天狗
結局クリスくんには包み隠さず全て打ち明けることになった。
「なるほど…外の世界には龍がまだいたんだね」
「クリスくんは龍を知ってるんだ」
「うん、これは言っておくべきか。僕はね、正確には三代目クリス。祖父である初代クリスはクロス教創設者だ」
「えええ!」
「今でこそ世界中の龍を倒して侵略している悪名ばかりが有名だが、元々クロス教は博愛主義の宗教だったんだ」
「そうなんだ!」
「そりゃ祖父自身信者達にはめられて奴隷落ちさせられたり色んな罪を着せられたりしたんだ、その上で聖者と呼ばれるに至ってようやく設立となったクロス教を……次の代で奪われてしまった……」
「人間とは一体……」
「まあ慣れっこさ、それよりクロス教を奪われた時に頼りにしていた最後の龍も幽閉されてしまったんだ」
「西の国にもまだ龍がいた?」
「2匹の龍が交差するところからクロス教と命名されたのさ」
「クロス教の中心にいたのが龍たち?それじゃ現在のクロス教の中心になっているのはなんなの?」
「……それは謎で僕も追い出される時に司教に詰めたが何も教えてもらえなかった」
「何かにおうな」
「カンナヅキくんはここには何をしに来たの?」
「う~ん、色々あるけどまずはクエストだよ、実は知り合いから頼み事を引き受けてて…かくかくしかじか……」
「火凶のみかえる、金凶のけるべろす、木凶のらどん、水凶のヒルコだね」
「退治してくれって話だけどそもそも依頼主が水凶のヒルコさんなんですわ」
「ふむ、面白そう…それに火凶の「みかえる」なら知ってる」
「まじか!」
「なにかとつっかかってくる赤い天使だよ、我が強いからすごく目立つし、ここいらではちょっとした有名人さ」
その時背後から待ったがはいった。
「おっと!それ以上のおしゃべりは許さん!」
声のする方には全身真っ赤な肌の筋肉隆々な天使がいた。
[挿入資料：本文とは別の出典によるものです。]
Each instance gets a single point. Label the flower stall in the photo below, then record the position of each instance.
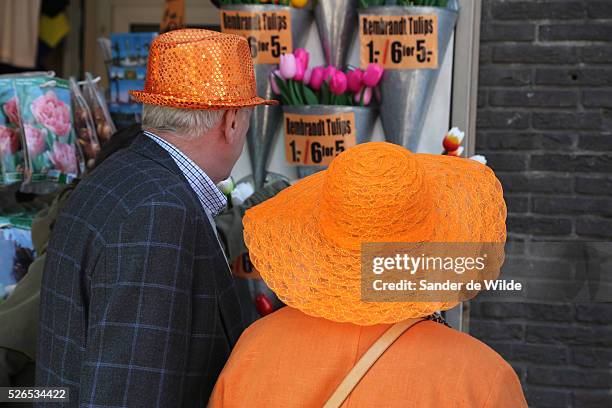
(366, 70)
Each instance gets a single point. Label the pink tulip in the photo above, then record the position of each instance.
(317, 77)
(299, 72)
(63, 157)
(273, 78)
(354, 79)
(338, 83)
(52, 113)
(307, 76)
(9, 141)
(288, 66)
(11, 110)
(367, 96)
(330, 71)
(35, 139)
(372, 75)
(302, 56)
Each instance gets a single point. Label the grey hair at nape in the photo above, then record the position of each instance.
(184, 122)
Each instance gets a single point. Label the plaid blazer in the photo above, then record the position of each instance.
(138, 306)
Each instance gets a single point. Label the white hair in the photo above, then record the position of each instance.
(184, 122)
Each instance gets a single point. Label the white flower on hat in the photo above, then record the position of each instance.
(457, 133)
(226, 186)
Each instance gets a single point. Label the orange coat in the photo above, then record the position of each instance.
(289, 359)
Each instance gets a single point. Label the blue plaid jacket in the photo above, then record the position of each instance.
(138, 306)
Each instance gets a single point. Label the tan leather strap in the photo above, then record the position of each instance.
(366, 361)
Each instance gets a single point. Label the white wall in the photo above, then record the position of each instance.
(436, 122)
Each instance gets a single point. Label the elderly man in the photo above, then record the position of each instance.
(138, 306)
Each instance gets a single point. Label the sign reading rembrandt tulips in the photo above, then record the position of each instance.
(268, 32)
(314, 140)
(399, 42)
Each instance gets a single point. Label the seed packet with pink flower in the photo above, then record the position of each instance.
(84, 125)
(46, 118)
(12, 161)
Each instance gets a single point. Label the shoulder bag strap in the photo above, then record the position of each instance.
(366, 361)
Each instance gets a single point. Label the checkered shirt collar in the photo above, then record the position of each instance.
(211, 198)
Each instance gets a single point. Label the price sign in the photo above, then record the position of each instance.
(399, 42)
(314, 140)
(268, 32)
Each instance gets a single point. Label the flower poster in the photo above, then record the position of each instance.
(11, 155)
(44, 104)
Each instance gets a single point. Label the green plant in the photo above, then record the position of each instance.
(276, 2)
(422, 3)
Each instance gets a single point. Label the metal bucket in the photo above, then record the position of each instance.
(336, 22)
(365, 119)
(406, 93)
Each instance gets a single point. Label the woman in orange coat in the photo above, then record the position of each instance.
(329, 347)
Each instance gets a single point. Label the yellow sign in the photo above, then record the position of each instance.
(314, 140)
(268, 32)
(399, 42)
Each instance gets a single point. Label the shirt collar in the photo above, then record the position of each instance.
(211, 198)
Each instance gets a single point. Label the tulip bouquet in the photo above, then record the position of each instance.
(298, 84)
(422, 3)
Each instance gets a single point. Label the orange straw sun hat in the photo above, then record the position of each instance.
(200, 69)
(306, 241)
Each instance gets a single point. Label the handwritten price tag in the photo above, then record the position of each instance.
(314, 140)
(268, 33)
(399, 42)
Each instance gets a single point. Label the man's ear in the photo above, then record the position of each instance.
(230, 125)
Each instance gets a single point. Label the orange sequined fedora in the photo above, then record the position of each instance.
(306, 241)
(200, 69)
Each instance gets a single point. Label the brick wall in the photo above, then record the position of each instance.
(544, 120)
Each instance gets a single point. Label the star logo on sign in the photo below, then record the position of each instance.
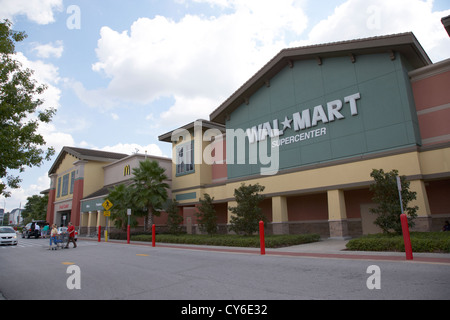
(286, 123)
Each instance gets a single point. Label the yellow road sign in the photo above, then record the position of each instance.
(107, 204)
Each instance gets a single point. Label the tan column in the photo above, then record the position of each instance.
(337, 214)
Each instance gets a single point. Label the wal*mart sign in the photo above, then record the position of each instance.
(303, 120)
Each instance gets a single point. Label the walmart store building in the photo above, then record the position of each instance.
(316, 121)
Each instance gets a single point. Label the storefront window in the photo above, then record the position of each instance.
(185, 158)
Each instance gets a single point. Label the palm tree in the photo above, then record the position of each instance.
(150, 189)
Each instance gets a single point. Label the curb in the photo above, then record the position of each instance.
(350, 255)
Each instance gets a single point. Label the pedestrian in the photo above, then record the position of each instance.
(53, 235)
(71, 231)
(44, 231)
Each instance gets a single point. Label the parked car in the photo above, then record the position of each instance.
(8, 236)
(30, 229)
(62, 230)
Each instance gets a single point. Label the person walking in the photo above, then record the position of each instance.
(53, 235)
(71, 231)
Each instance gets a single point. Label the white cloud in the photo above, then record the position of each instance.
(39, 11)
(197, 59)
(44, 73)
(47, 73)
(19, 196)
(129, 148)
(49, 50)
(359, 19)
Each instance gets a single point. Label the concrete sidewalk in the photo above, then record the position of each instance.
(325, 248)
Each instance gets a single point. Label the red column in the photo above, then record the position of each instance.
(76, 202)
(51, 206)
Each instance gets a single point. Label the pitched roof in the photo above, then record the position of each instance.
(404, 43)
(167, 137)
(86, 154)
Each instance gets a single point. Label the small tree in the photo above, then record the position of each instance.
(21, 114)
(247, 214)
(386, 196)
(150, 190)
(207, 217)
(174, 220)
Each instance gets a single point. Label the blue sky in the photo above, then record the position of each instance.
(120, 73)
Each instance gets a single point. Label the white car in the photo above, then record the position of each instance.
(8, 236)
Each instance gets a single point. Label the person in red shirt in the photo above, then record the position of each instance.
(71, 231)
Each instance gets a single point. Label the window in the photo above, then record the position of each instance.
(72, 181)
(65, 187)
(127, 170)
(185, 158)
(58, 191)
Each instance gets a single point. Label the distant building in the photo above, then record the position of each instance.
(15, 217)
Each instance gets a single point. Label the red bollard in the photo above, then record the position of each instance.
(262, 243)
(153, 235)
(406, 237)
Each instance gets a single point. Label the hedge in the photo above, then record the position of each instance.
(438, 242)
(271, 241)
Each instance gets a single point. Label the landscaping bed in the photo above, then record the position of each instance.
(436, 242)
(271, 241)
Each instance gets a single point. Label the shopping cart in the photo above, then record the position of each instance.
(60, 241)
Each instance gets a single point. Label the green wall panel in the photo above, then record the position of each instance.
(385, 119)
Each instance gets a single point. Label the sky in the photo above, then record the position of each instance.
(121, 73)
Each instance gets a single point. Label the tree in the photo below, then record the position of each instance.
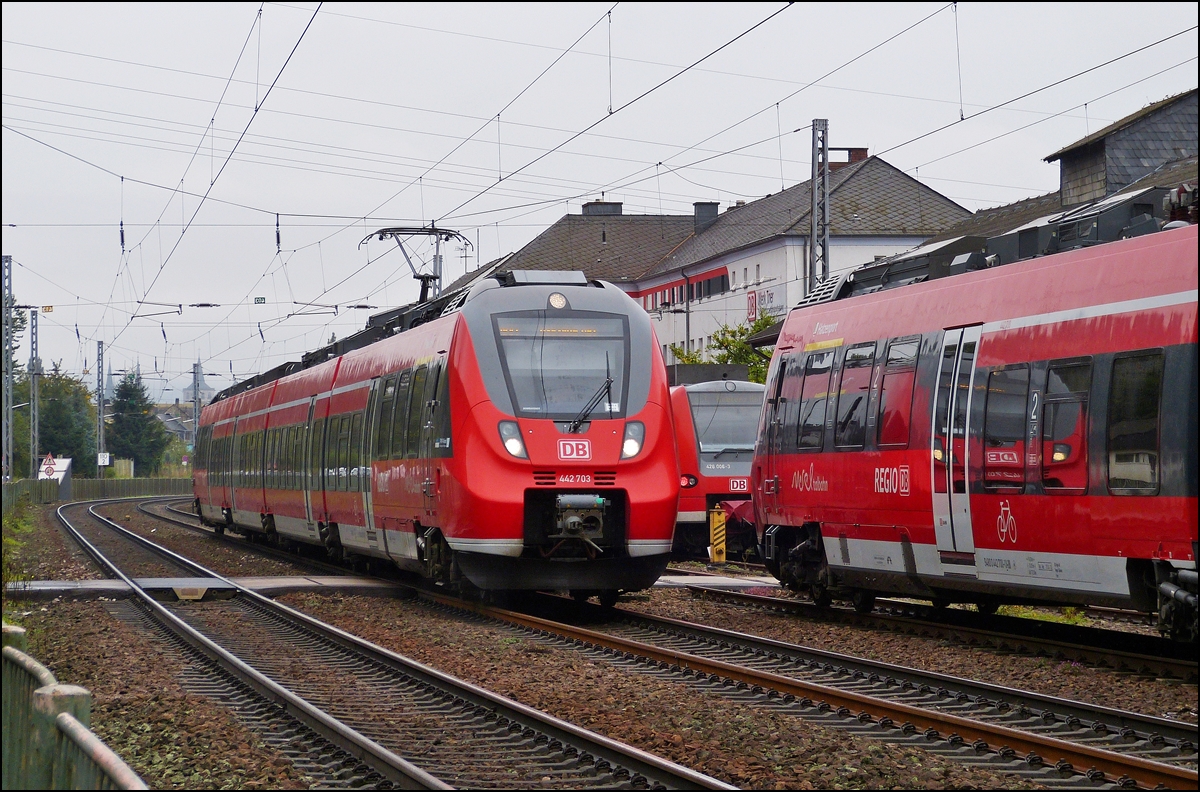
(730, 347)
(136, 433)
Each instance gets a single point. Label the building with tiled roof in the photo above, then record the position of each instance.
(750, 259)
(697, 273)
(1114, 157)
(604, 243)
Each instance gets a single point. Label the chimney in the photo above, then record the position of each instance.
(594, 208)
(853, 155)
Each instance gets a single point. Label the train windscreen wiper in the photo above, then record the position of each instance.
(605, 389)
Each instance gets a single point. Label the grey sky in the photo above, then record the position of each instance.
(376, 95)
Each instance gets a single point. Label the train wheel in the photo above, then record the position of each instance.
(863, 601)
(821, 595)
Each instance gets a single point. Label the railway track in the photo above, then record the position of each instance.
(372, 717)
(1105, 648)
(163, 509)
(1054, 741)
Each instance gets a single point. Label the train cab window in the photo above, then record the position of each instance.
(403, 385)
(384, 409)
(815, 396)
(1133, 431)
(1003, 426)
(850, 431)
(1065, 427)
(895, 393)
(556, 363)
(417, 412)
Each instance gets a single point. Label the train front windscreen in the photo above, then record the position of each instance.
(726, 425)
(556, 366)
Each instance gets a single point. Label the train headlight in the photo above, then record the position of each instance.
(635, 435)
(510, 436)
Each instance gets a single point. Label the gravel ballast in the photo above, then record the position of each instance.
(178, 741)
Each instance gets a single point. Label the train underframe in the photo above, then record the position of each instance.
(797, 557)
(570, 543)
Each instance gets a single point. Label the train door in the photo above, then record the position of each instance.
(313, 492)
(366, 459)
(949, 449)
(429, 467)
(235, 466)
(773, 429)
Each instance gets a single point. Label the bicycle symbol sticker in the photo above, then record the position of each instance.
(1006, 523)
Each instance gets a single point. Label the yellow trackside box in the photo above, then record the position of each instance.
(717, 535)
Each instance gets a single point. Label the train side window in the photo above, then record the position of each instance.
(301, 432)
(1065, 427)
(1134, 430)
(387, 401)
(895, 393)
(850, 431)
(343, 454)
(1003, 426)
(283, 445)
(316, 449)
(417, 412)
(815, 396)
(787, 408)
(401, 411)
(442, 415)
(354, 461)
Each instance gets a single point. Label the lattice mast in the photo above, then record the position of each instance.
(819, 234)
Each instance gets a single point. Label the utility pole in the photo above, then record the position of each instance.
(100, 400)
(196, 405)
(7, 367)
(35, 371)
(819, 237)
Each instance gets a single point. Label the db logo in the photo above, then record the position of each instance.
(1006, 523)
(575, 450)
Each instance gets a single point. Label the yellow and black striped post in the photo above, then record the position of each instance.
(717, 535)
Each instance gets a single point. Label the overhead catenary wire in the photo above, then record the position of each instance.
(223, 165)
(1038, 90)
(629, 103)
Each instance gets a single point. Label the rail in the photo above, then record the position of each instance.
(47, 744)
(47, 490)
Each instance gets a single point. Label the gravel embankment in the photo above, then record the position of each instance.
(1039, 675)
(743, 745)
(179, 741)
(229, 558)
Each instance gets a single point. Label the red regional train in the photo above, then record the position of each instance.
(1017, 433)
(517, 439)
(715, 426)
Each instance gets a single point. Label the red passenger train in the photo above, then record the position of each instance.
(1018, 433)
(715, 425)
(520, 441)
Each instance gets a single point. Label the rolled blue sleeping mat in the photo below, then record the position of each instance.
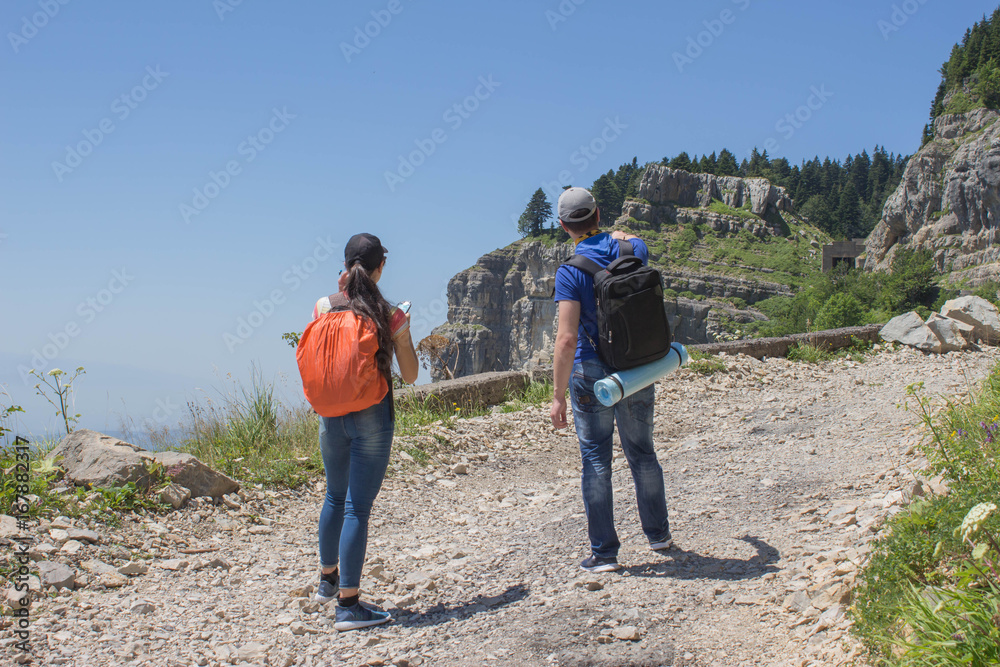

首がなくて胸辺りに大きな目が1つ、極端に背の低いちんちくりんな容姿だった。
「天狗がこの文明にもいたのか…」
「ん?テングとはなんだ?」
「テングはこの地域の言葉で表すなら、スカイ ドッグ……かな?」
「なに!犬だと!!」
赤い天使は怒ったまま嘲笑う。
「ハァッハッハ、ならばお望み通り本物の犬を見せてやろう!まあ犬は犬でも……けるべろすだがな!」
「しまった!犬神を使うのか!」
「ん?犬神とはなんだ?」
「えーと、ドッグ ジーザス?」
「許さん!やはり殺す!」
「カンナヅキくん!これで「みかえる」と「けるべろす」には会えたな!」
「一体ずつ会いたかったけどね!」
三頭の大型犬がこちらに向かって来た時、こちら側の背後からも誰かがぬっと出てきた。
チリンチリンと鈴の音が聞こえる…
それはなんとトヨウケヒメさまだった!
「今回は特別です…」
大地の女神さまが鈴を鳴らすとバッタバタとけるべろすたちは眠りにつく…
「何者だ貴様!」
「天使とやらは口の利き方も知らないのですか」
大地の女神様は手を地面にかざして唱えた。
「おおかみ……」
地面が割れて底なしの穴が広がった。